KABUL // Taliban leader Mullah Omar on Wednesday said peace talks aimed at ending Afghanistan’s 13-year war were “legitimate”.
They were his first comments on last week’s milestone meetings between the two sides in Pakistan, easing concerns that the nascent dialogue lacked the leadership’s backing.
Afghan officials sat down with Taliban cadres last week in Murree, a tourist town in the north of Islamabad, Pakistan, for their first face-to-face talks aimed at ending the bloody insurgency.
They agreed to meet again in the coming weeks, drawing international praise, but many militant commanders openly questioned the legitimacy of the Taliban negotiators, exposing dangerous faultlines within the movement.
But in his annual message before Eid Al Fitr, the reclusive leader supported negotiations although he did not refer specifically to last week’s meeting.
“If we look into our religious regulations, we can find that meetings and even peaceful interactions with the enemies is not prohibited,” he wrote in a statement on the Taliban’s website.
“Concurrently with armed jihad, political endeavours and peaceful pathways for achieving these sacred goals is a legitimate Islamic principle.”
Several informal meetings have been held in recent months between Taliban representatives and Afghan officials and activists, but last week’s meeting was seen as a significant step forward.
Afghan officials have not said when and where the next round of negotiations will take place, but it is widely expected to be conducted after Eid.
Wednesday’s statement marks the first comments on the process from Mullah Omar, who headed the Taliban’s hardline Islamist rule over Afghanistan for five years.

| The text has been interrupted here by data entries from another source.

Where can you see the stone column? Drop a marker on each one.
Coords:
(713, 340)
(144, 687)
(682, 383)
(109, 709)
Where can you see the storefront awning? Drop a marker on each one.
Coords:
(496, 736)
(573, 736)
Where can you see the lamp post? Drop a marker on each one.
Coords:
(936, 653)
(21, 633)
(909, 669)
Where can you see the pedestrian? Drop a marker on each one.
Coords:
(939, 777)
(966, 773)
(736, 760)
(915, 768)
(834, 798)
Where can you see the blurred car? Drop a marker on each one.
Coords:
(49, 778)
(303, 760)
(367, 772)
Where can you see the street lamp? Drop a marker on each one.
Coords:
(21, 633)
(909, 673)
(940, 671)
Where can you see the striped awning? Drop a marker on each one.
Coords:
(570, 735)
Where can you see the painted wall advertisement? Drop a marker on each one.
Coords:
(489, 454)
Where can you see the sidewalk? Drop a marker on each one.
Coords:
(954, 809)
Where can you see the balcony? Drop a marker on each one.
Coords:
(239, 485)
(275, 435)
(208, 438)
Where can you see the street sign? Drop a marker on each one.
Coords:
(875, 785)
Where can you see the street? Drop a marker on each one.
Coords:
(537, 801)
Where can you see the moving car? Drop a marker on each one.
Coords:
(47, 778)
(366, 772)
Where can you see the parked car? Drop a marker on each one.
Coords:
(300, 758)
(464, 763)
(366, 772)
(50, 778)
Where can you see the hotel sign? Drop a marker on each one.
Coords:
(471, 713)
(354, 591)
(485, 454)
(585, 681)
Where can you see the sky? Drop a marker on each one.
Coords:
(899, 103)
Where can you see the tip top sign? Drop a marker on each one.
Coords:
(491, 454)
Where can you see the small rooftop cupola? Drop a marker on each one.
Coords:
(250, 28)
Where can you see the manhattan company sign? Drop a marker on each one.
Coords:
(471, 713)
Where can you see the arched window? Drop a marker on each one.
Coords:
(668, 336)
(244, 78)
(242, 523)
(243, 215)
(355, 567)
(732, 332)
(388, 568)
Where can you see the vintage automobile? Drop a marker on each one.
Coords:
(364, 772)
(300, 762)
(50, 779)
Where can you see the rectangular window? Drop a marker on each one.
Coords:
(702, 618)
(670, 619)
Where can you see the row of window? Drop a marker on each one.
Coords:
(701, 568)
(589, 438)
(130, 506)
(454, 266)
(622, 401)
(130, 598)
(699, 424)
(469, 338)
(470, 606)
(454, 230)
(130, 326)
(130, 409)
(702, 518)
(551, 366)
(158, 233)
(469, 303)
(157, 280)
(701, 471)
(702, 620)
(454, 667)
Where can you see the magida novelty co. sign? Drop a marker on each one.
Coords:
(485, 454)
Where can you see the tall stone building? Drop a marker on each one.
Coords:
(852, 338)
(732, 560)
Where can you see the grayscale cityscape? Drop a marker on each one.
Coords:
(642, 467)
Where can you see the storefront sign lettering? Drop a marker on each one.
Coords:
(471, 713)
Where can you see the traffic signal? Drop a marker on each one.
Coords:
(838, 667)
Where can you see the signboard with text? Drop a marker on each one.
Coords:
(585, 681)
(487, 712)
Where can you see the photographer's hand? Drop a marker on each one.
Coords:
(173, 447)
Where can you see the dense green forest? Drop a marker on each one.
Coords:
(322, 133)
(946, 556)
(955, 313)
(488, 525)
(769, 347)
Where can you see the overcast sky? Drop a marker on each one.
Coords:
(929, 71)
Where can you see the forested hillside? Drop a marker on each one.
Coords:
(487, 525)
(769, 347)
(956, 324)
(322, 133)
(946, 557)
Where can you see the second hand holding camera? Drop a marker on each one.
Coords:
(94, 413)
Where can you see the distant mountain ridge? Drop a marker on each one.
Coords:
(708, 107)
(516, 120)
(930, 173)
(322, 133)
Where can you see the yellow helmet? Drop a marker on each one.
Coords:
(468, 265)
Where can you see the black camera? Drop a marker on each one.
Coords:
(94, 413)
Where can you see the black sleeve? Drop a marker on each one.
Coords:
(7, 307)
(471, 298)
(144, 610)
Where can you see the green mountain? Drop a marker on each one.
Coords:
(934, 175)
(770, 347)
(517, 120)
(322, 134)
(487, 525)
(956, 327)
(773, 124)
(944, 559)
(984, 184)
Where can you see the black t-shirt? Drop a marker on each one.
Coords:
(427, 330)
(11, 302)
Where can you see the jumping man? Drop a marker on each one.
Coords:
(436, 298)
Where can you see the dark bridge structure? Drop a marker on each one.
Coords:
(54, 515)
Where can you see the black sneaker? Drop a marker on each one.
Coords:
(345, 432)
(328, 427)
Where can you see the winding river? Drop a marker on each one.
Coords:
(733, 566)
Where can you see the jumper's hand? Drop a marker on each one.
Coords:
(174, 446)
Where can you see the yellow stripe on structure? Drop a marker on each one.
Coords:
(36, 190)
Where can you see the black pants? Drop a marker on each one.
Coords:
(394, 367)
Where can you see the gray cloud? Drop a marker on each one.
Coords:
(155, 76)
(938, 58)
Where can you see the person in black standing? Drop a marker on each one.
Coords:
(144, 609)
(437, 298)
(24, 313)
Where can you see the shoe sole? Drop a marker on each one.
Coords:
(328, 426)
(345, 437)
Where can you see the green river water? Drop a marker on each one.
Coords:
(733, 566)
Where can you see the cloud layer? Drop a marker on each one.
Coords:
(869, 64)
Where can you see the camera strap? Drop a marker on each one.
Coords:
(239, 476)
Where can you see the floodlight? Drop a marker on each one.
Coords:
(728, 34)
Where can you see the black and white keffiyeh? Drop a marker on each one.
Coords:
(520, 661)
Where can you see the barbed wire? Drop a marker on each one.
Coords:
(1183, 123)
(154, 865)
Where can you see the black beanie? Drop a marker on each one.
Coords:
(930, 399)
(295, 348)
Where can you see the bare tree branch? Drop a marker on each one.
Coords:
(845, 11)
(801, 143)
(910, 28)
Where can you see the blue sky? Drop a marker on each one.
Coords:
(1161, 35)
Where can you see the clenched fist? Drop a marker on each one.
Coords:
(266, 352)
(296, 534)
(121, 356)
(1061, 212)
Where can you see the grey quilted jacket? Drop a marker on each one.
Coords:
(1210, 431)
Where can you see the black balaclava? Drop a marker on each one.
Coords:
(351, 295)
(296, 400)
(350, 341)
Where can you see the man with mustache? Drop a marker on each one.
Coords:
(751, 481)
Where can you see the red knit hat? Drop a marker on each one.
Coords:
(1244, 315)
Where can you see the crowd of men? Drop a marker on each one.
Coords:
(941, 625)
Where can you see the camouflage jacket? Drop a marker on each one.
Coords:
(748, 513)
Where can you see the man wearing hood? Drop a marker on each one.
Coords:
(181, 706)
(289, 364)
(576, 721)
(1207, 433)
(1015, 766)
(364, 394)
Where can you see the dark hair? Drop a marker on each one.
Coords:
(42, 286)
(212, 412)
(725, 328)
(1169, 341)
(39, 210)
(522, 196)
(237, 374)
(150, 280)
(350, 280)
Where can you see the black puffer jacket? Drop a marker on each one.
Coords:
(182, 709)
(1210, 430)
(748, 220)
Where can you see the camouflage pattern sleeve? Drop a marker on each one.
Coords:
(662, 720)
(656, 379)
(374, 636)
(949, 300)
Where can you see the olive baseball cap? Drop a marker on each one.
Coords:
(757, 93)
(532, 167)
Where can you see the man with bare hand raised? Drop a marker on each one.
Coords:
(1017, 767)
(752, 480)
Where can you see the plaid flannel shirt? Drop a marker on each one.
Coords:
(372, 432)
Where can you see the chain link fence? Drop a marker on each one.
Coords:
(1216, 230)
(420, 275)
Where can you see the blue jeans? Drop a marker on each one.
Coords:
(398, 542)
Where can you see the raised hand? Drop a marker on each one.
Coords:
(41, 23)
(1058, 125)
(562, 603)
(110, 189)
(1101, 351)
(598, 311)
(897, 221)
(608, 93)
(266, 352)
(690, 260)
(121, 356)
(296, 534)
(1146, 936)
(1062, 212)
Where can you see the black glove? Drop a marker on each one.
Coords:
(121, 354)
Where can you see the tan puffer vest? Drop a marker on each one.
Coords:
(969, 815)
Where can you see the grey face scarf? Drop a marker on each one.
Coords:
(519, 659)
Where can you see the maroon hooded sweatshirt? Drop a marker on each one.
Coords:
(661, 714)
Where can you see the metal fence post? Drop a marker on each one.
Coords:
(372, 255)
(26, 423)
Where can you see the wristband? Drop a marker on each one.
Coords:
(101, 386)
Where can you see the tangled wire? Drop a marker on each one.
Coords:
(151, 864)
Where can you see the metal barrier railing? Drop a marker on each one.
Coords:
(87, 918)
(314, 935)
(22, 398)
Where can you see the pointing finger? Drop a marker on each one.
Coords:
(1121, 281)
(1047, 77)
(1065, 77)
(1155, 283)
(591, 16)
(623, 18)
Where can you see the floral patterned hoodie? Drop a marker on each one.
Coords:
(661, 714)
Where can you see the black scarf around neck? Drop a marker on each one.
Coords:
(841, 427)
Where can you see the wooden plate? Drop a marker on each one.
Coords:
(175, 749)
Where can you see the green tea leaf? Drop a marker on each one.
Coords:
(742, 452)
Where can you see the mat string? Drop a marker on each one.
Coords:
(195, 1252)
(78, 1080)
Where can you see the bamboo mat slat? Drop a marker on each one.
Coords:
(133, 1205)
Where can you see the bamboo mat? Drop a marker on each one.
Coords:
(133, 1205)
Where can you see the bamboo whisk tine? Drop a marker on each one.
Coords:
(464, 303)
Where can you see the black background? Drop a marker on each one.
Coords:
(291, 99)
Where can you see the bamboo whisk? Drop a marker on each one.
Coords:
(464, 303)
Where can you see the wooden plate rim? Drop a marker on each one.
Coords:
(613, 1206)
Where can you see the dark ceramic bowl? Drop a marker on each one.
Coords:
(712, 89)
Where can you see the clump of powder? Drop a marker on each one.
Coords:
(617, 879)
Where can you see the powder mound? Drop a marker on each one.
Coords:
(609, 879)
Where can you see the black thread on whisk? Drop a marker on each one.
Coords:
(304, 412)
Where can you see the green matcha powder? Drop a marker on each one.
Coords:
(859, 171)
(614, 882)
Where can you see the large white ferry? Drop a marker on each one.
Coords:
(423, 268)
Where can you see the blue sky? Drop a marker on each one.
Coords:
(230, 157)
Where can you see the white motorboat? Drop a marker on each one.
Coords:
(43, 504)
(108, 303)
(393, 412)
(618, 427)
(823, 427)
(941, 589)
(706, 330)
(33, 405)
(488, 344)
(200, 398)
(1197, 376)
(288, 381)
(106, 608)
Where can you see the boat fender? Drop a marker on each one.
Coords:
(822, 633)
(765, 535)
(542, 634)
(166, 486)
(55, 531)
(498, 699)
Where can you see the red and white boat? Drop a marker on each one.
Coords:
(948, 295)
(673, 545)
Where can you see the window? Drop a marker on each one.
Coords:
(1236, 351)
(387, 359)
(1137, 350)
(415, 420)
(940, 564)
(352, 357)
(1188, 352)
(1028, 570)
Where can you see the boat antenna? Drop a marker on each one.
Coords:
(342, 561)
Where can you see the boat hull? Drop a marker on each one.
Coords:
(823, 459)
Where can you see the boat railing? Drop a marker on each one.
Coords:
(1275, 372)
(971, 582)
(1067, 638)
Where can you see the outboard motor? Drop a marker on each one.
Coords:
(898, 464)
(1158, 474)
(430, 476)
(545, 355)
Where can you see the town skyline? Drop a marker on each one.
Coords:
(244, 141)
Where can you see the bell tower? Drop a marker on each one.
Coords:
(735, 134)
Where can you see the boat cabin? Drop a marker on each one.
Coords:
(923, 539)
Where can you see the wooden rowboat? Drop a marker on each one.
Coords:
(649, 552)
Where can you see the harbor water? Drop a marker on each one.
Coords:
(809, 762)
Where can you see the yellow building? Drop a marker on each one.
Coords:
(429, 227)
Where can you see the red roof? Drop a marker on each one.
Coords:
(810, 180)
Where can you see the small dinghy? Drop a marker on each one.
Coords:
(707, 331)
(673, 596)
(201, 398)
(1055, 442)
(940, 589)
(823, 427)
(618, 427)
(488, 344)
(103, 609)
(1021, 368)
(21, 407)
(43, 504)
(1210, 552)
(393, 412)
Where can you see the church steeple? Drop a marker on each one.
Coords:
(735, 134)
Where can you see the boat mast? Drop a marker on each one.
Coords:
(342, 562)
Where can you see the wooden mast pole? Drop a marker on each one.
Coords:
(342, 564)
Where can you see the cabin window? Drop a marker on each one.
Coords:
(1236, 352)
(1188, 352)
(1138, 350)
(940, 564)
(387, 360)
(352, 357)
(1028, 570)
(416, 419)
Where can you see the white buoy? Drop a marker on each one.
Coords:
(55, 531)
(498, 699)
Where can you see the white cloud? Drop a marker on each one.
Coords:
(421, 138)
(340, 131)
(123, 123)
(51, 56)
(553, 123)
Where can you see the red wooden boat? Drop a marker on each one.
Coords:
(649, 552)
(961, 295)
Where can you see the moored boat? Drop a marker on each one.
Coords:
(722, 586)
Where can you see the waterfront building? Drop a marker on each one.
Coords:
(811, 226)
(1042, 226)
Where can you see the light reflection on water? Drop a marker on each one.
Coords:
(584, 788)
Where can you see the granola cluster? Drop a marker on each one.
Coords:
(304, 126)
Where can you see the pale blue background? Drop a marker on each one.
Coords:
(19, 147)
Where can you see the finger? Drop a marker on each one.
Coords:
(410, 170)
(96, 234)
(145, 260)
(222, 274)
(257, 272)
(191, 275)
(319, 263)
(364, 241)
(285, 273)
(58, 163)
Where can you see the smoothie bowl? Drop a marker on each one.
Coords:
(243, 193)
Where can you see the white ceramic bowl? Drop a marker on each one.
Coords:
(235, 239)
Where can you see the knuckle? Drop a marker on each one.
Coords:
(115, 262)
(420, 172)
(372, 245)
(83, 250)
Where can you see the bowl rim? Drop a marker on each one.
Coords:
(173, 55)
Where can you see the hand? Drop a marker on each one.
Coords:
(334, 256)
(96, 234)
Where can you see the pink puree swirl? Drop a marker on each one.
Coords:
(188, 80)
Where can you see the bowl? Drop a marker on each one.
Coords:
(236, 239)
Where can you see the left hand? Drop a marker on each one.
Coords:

He has not been seen in public in years, and some disgruntled Taliban factions have suggested he is either dead or very ill and others may be making statements in his name.
In the absence of a clear lead from the top, some fighters have fallen back on the Taliban’s traditional position, that there can be no meaningful talks until all foreign forces leave Afghan soil.
The Taliban have been fighting to expel US-led foreign forces and the US-backed government in Kabul since they were ousted in 2001. Most foreign troops left last year but at least 13,000 remain, most of them training Afghan forces.
Nato ended its combat mission in Afghanistan at the end of December, but a smaller residual force remains in the country to train Afghan forces, due to leave altogether by the end of 2016.
Afghanistan and Pakistan said last week’s talks were the first official meeting between representatives and that all parties had agreed to start a process.
The Taliban’s leadership, however, is known to be divided on the issue, with political chief Akhtar Mohammad Mansour - who frequently speaks for Mullah Omar - in favour of negotiation and top battlefield commander Abdul Qayum Zakir against them.
But Wednesday’s statement is “different from previous Taliban statements”, said Kabul-based political analyst Ahmad Saeedi.
“In addition to war, the Taliban leader talks about peace and negotiations,” Mr Saeedi said.
“There is no doubt a gradual change is developing in the Taliban’s attitude. It is now for the Afghan government to use this golden opportunity and engage them smartly.”
But talks are dependent on another contributing factor – the emergence of a local branch of the ISIL, the Middle Eastern extremist outfit that last year declared a “caliphate” across large areas of Iraq and Syria that it controls.
The Taliban warned ISIL last month against expanding in the region, but this has not stopped some fighters, inspired by the group’s success, defecting to ISIL and swearing allegiance to its chief Abu Bakr Al Baghdadi instead of the invisible Mullah Omar.
In an oblique reference to ISIL, Omar’s statement said, “We have ... directed all our mujahideen to preserve their unity and forcefully prevent all those elements who attempt to create differences, damage this jihadi front.”
US drone strikes over the past week have killed dozens of suspected ISIL-linked cadres in Afghanistan, including the group’s Afghanistan-Pakistan regional chief Hafiz Saeed.
The notoriously uncompromising ISIL has shown no desire to negotiate – and if the Taliban faultlines widen, there is a danger the talks process could drive more of its hardline fighters into the arms of the Middle Eastern militant group.